# Crosscut and Dual Miter sleds



## ptofimpact (Apr 29, 2013)

Made a Crosscut sled following WoodWhisperer's you tube video, and came up with my own miter sled to handle both types, I realize the miter sled cannot handle large projects, however, my use will be for smaller pieces of wood.


----------



## Steve Neul (Sep 2, 2011)

The sled you made to miter with looking at the bottom picture if you would cut the piece on the front off on the end you would be able to miter longer pieces of molding. The way it is now you are restricted to the foot or so between the blade and the piece on the front. Most of the time when you miter with a sled it is to make inside miters inside of outside like the one you have.

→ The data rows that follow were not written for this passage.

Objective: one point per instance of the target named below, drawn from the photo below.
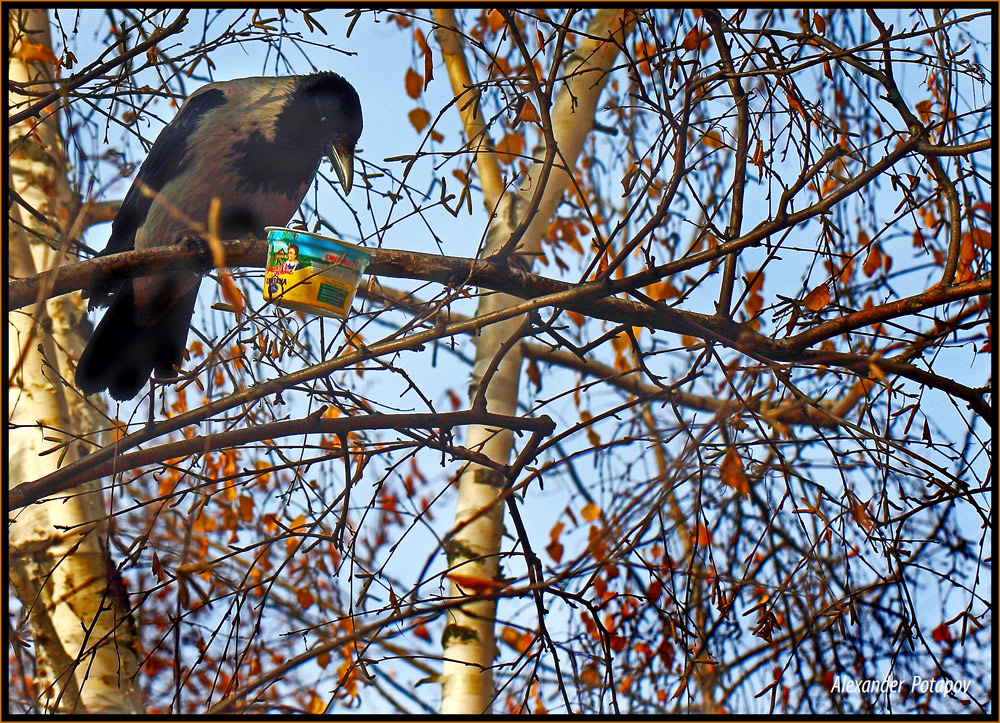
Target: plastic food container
(312, 273)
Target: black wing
(163, 163)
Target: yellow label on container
(312, 273)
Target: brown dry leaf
(732, 473)
(817, 298)
(414, 83)
(555, 550)
(981, 238)
(34, 53)
(495, 20)
(305, 597)
(316, 706)
(527, 112)
(692, 40)
(924, 109)
(859, 511)
(419, 118)
(246, 508)
(204, 523)
(873, 262)
(713, 139)
(644, 50)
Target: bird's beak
(343, 164)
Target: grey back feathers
(253, 143)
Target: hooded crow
(255, 144)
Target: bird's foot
(198, 245)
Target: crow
(255, 144)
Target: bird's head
(333, 114)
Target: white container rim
(321, 237)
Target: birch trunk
(469, 640)
(84, 638)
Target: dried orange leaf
(692, 40)
(712, 139)
(817, 298)
(35, 52)
(414, 83)
(732, 473)
(527, 112)
(419, 118)
(924, 109)
(590, 512)
(495, 20)
(304, 597)
(859, 511)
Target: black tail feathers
(122, 354)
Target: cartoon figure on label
(291, 263)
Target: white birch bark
(84, 639)
(469, 640)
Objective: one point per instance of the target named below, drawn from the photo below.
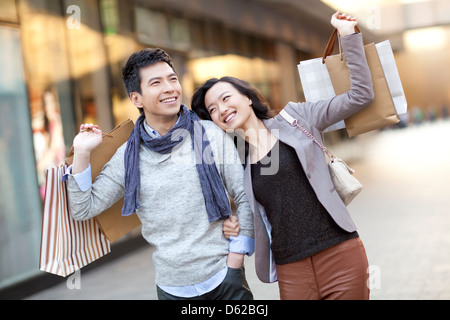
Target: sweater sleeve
(325, 113)
(107, 189)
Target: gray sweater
(189, 249)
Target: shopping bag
(66, 245)
(316, 83)
(381, 112)
(390, 70)
(111, 221)
(312, 78)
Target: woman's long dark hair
(259, 103)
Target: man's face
(161, 92)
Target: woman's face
(228, 108)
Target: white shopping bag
(317, 84)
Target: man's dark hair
(130, 72)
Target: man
(172, 173)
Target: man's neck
(162, 125)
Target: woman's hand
(231, 227)
(344, 24)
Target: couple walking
(303, 234)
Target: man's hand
(89, 138)
(231, 227)
(345, 24)
(235, 260)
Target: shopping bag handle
(330, 45)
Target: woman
(305, 237)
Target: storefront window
(20, 207)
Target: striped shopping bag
(66, 245)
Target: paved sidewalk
(403, 215)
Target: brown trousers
(337, 273)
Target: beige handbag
(346, 185)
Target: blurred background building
(61, 61)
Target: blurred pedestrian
(305, 237)
(179, 193)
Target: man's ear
(136, 99)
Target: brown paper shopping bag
(66, 245)
(381, 112)
(111, 221)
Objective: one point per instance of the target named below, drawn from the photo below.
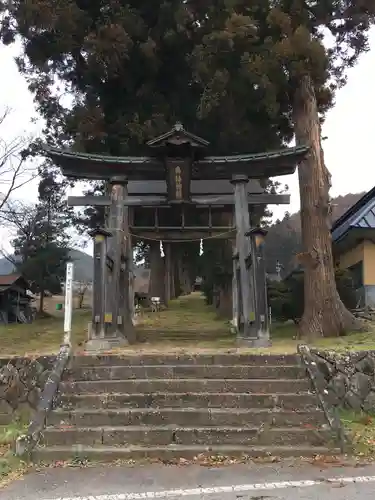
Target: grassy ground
(187, 325)
(361, 430)
(10, 466)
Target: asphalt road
(289, 481)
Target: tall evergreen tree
(276, 48)
(129, 68)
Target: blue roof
(360, 216)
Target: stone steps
(149, 386)
(287, 401)
(166, 435)
(175, 406)
(228, 359)
(185, 371)
(172, 452)
(184, 417)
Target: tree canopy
(244, 75)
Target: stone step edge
(173, 451)
(188, 380)
(218, 365)
(193, 394)
(115, 411)
(172, 428)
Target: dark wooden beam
(185, 235)
(153, 201)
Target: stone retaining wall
(346, 380)
(21, 383)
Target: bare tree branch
(15, 171)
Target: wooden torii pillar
(250, 313)
(112, 312)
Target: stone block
(33, 397)
(360, 384)
(369, 403)
(366, 365)
(352, 401)
(326, 368)
(5, 407)
(43, 378)
(339, 385)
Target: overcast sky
(349, 128)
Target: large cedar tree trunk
(324, 314)
(225, 308)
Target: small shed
(15, 300)
(141, 283)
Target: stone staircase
(180, 406)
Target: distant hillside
(284, 237)
(83, 266)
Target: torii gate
(174, 176)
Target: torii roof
(256, 166)
(358, 222)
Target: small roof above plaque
(177, 136)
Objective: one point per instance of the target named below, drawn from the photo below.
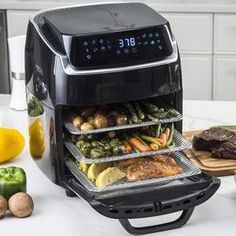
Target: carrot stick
(163, 138)
(136, 143)
(128, 148)
(154, 146)
(167, 132)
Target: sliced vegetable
(121, 120)
(100, 121)
(152, 140)
(163, 138)
(154, 146)
(90, 120)
(97, 153)
(158, 130)
(136, 135)
(82, 166)
(12, 180)
(152, 118)
(86, 126)
(3, 206)
(170, 137)
(111, 120)
(87, 112)
(128, 147)
(111, 134)
(77, 121)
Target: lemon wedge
(95, 169)
(109, 176)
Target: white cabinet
(225, 34)
(192, 31)
(197, 77)
(17, 22)
(225, 78)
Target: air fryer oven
(107, 54)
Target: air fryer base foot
(70, 193)
(182, 220)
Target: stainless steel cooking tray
(69, 126)
(180, 144)
(188, 170)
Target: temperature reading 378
(127, 42)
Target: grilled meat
(158, 166)
(221, 142)
(128, 162)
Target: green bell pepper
(12, 180)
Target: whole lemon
(37, 142)
(12, 144)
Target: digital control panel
(115, 49)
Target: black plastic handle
(184, 217)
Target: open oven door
(181, 195)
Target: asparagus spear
(139, 111)
(132, 112)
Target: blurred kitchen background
(205, 31)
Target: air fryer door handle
(184, 217)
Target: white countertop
(215, 6)
(59, 215)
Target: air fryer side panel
(40, 83)
(116, 87)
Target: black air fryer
(96, 55)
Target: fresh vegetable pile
(34, 107)
(13, 194)
(145, 139)
(12, 180)
(120, 114)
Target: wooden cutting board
(203, 159)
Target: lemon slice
(109, 176)
(95, 169)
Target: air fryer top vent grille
(101, 18)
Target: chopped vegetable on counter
(3, 206)
(12, 180)
(21, 205)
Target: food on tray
(83, 166)
(104, 174)
(109, 176)
(34, 107)
(219, 141)
(21, 205)
(3, 206)
(77, 121)
(95, 169)
(86, 126)
(12, 144)
(119, 114)
(37, 140)
(100, 121)
(12, 180)
(157, 166)
(94, 147)
(115, 143)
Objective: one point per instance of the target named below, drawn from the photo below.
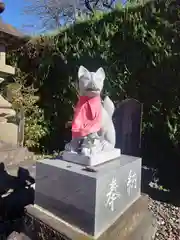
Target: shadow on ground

I made mine with two boards on a angle on each side of the blade. Visually it looks like a V. On the one on the left I use to trim the end of the molding off and then I switch it to the one on the right which has a tape measure and stop on it to cut it to length. That way I can make multiple lengths of molding all alike.


----------



## GeorgeC (Jul 30, 2008)

" I realize the miter sled cannot handle large projects,"

Are you making this as a general statement or only in relation to the sled that you built?

In general sleds CAN handle larger objects.

George


----------



## ptofimpact (Apr 29, 2013)

GeorgeC, was just referring to the sled I built, my first sleds for a tablesaw.


----------



## kenny_ (Feb 28, 2014)

One thing you might run into is if the miter isn't exactly at 45 degrees, when you cut two pieces and try to join them together across large distances, then 0.1 degree difference could give you a problem. Take a look at Steve Ramsey's (WWMM) video on his miter sled for an example of what Steve Neul was talking about. 




 If you miter one piece on each side, you will end up with something that is pretty close to 90.


----------